Note: The pipeline assumes that the server is "localhost" and that the port number is 3306.
- The database is created via a try-except command, where the script first tries to drop the database to create it again from scratch; if the database cannot be dropped because it does not already exist, the script will create the database.
- Four tables are created for each of the dataframes (invoice, orders, saleslead, and customer_order)
- For scalability reasons, the invoice table is partitioned by year
- The dataframes are loaded into the MySQL tables via a for loop executing INSERT INTO statements for each row of the dataframes
- SQL Transformations:
- Views:
- Average Meal Price: Average meal price by type of meal.

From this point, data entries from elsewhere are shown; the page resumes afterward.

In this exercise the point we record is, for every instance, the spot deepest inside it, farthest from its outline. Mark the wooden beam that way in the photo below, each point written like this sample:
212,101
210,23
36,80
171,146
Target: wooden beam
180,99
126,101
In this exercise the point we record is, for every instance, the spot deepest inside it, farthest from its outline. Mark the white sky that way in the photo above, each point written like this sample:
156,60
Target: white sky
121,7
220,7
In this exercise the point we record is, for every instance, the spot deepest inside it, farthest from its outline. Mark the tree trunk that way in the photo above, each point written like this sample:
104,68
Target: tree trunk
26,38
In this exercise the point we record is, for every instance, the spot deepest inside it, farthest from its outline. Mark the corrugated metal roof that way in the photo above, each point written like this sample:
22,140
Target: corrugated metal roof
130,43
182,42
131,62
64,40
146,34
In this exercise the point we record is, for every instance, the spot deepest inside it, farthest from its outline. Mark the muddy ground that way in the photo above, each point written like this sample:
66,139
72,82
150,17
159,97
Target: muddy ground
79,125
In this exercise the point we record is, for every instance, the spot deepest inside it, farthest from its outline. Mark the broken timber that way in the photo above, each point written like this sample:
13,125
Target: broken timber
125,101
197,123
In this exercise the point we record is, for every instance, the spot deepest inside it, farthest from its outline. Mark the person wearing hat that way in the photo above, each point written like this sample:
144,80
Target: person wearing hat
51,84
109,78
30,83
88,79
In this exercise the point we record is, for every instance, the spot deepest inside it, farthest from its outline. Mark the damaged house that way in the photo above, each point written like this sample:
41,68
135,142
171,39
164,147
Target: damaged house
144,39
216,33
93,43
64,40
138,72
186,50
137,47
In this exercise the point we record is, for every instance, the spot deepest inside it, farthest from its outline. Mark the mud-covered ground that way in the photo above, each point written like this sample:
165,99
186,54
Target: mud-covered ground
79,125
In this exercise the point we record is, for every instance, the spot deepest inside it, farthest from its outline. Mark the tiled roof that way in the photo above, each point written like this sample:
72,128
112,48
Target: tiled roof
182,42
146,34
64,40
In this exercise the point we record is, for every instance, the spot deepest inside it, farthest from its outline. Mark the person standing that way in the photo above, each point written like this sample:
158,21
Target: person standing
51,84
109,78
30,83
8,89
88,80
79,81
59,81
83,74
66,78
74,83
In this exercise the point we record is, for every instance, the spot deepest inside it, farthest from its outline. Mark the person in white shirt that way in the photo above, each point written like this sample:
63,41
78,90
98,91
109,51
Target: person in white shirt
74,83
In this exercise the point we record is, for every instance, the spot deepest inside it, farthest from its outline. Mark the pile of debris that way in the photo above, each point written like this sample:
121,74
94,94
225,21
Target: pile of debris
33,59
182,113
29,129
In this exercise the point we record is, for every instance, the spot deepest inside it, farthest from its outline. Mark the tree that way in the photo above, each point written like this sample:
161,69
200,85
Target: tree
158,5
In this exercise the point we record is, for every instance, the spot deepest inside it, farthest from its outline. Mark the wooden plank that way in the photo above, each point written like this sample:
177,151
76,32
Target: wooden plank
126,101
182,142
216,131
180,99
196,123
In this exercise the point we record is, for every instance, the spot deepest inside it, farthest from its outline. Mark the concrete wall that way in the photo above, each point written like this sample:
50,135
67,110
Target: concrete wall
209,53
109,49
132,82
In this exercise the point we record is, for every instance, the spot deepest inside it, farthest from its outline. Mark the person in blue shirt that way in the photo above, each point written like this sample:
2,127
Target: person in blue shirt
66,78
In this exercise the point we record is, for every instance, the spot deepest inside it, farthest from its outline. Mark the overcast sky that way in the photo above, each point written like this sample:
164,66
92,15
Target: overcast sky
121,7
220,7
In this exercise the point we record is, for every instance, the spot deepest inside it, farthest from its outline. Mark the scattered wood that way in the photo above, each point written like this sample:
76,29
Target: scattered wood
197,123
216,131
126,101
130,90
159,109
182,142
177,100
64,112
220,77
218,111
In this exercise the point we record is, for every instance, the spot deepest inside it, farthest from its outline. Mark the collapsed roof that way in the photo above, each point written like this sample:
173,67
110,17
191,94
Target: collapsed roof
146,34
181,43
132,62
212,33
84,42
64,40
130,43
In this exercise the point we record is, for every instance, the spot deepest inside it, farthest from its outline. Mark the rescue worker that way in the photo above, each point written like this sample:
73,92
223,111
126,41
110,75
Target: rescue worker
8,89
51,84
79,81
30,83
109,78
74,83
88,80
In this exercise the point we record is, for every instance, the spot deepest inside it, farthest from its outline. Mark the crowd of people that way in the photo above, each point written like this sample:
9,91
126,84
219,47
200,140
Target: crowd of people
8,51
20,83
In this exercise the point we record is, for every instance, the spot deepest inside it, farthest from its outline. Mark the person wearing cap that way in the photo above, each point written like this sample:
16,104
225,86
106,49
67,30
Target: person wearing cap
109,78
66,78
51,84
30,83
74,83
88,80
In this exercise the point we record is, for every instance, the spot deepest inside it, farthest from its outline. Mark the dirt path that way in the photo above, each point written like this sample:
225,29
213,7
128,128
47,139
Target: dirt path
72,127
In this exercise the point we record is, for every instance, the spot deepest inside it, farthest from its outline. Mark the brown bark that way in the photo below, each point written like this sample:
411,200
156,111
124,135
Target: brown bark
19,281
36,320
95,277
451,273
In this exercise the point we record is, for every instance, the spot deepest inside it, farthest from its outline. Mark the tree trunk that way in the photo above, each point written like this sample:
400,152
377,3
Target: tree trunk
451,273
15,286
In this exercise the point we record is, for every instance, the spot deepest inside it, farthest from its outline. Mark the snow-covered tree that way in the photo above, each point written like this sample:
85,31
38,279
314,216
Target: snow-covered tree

- Average Participants: Average number of participants by meal type.
- Company Metrics: For each company, the total amount and average amount of each invoice monthly are shown for each meal (and displaying their respective meal). In addition, the year-to-date amount collected and yearly total are presented.
- Customer Purchases: Customer_Name, Part_of_Day, Company_Name, Number_of_Purchases, Total_Spent.
- Customer Stats: total number of orders by each customer, total amount each customer spent, and the average amount each spent.
- Difference Days: Difference in days between the date of meal and date the order was placed.
- Percent Converted: Shows the number of orders for every company and the total converted (as a sum and proportion) and not converted to an order, as a sum.
- Sales by Year: Number of invoices each year.
- Sales Rep Performance: Sales_Rep, Sales_Rep_Id, Company_Name, Company_Id, Profit_by_Sales_Rep.
- Total Sales: Total sales by type of meal price for each year.